Meskipun agak berbeda dari jalur perakitan mobil yang lebih matang yang kemudian dibuat oleh Perusahaan Ford, pabrik yang telah direnovasi tersebut telah mencapai hasil yang baik dalam hal penghematan biaya tenaga kerja dan pengurangan waktu produksi.
Awalnya, untuk membuat mobil dengan performa serupa dengan Victor, pabrik harus mengerahkan lebih dari sepuluh pekerja hebat dan bekerja lembur selama hampir seminggu untuk menyelesaikannya.

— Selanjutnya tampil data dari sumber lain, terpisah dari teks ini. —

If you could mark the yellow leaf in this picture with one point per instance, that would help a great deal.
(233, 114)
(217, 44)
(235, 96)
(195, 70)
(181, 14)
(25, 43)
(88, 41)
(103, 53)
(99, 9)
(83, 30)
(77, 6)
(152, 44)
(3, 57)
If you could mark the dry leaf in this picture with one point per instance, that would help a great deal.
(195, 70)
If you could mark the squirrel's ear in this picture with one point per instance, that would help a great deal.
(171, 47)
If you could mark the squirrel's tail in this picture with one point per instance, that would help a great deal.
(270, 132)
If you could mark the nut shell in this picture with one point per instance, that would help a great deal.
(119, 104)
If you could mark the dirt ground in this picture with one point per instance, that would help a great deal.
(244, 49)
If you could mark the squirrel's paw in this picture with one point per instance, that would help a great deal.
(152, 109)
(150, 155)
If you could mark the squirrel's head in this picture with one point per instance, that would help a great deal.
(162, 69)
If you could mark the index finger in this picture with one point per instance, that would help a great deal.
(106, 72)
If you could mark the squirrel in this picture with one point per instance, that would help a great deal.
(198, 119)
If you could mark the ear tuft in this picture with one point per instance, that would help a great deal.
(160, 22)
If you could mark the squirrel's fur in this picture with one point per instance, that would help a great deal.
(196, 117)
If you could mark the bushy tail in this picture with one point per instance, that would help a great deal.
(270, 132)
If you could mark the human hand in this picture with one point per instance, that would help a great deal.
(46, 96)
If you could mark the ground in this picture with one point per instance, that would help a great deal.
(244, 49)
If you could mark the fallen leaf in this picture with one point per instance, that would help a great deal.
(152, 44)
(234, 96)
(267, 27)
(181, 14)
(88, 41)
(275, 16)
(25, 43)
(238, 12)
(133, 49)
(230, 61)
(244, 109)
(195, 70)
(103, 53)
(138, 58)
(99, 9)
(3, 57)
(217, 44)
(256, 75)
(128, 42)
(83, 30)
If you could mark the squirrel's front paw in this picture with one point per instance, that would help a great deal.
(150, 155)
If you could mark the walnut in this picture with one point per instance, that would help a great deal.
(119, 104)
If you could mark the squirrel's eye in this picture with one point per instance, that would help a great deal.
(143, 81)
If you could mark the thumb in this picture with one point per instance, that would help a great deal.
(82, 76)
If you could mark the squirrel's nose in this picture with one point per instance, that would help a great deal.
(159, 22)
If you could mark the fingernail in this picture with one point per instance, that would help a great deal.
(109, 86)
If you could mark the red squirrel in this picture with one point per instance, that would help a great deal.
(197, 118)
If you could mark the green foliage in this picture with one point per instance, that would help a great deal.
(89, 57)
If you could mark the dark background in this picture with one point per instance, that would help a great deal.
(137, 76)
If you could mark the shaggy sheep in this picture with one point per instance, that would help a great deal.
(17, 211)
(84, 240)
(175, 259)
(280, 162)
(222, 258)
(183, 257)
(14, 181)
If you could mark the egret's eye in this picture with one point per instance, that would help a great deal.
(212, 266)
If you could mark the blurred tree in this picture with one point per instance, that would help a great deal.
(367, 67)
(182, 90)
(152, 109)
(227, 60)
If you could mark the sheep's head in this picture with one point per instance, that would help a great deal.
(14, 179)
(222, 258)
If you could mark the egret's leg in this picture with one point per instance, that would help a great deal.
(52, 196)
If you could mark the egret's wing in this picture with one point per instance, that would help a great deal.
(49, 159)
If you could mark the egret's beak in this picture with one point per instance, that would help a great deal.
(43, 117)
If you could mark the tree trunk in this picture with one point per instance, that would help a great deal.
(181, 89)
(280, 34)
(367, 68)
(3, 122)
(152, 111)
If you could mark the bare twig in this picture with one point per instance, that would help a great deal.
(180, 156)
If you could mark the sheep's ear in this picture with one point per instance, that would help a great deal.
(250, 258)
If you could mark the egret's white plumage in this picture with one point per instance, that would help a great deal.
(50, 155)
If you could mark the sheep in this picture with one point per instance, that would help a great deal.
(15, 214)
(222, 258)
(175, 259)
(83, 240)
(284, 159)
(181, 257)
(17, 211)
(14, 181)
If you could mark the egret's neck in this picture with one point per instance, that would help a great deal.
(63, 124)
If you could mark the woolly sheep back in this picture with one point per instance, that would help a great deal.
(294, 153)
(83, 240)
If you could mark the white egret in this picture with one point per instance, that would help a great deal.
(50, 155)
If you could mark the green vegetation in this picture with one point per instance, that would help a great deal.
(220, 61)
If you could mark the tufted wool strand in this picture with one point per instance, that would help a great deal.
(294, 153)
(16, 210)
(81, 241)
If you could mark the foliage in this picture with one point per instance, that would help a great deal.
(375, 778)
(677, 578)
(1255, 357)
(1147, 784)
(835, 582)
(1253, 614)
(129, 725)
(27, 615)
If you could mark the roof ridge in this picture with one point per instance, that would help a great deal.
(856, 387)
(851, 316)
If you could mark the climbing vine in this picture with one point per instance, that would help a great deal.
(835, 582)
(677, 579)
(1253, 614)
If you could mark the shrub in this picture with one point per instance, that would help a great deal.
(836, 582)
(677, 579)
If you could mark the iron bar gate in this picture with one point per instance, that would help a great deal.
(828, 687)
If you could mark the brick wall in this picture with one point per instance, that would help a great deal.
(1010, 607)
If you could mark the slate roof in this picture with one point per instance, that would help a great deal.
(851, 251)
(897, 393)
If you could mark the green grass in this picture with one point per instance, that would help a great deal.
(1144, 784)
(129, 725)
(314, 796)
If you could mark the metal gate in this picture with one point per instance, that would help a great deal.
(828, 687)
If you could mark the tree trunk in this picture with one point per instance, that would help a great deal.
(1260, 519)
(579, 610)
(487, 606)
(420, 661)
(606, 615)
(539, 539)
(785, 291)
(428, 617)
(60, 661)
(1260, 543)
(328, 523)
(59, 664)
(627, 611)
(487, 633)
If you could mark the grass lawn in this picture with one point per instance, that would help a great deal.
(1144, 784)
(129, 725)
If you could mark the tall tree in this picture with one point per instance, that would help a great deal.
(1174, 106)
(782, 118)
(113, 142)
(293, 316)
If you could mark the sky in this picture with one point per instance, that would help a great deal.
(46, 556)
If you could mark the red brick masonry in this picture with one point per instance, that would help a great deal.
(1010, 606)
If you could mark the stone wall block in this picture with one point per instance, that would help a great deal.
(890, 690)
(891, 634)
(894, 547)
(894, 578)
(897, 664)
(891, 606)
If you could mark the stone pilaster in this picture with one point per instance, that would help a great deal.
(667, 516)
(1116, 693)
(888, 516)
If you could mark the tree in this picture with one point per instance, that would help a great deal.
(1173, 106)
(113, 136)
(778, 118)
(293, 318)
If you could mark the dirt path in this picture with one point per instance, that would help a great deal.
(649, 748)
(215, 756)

Belum lagi, gaji sepuluh pekerja luar biasa ini selama seminggu saja akan bernilai sedikitnya tiga puluh pound.
Jika Anda menambahkan biaya produksi berbagai komponen mekanis, biaya mobil akan langsung mencapai lebih dari seratus pound. Dengan mempertimbangkan produk-produk di bawah standar yang dibuang, biaya setiap mobil setidaknya akan mencapai 160 pound.
Jadi, apakah terlalu tinggi untuk menetapkan harga mobil dengan biaya 160 pound menjadi kurang dari 200 pound?
Jawabannya tidak juga. Menurut skala awal Benz, bahkan sebagai pabrik mobil terbesar di Jerman, produksi tahunannya hanya kurang dari dua ratus unit.
Bahkan jika setiap mobil dapat menghasilkan pendapatan tiga puluh pound, kedua ratus mobil ini hanya dapat menghasilkan pendapatan paling banyak 6.000 pound.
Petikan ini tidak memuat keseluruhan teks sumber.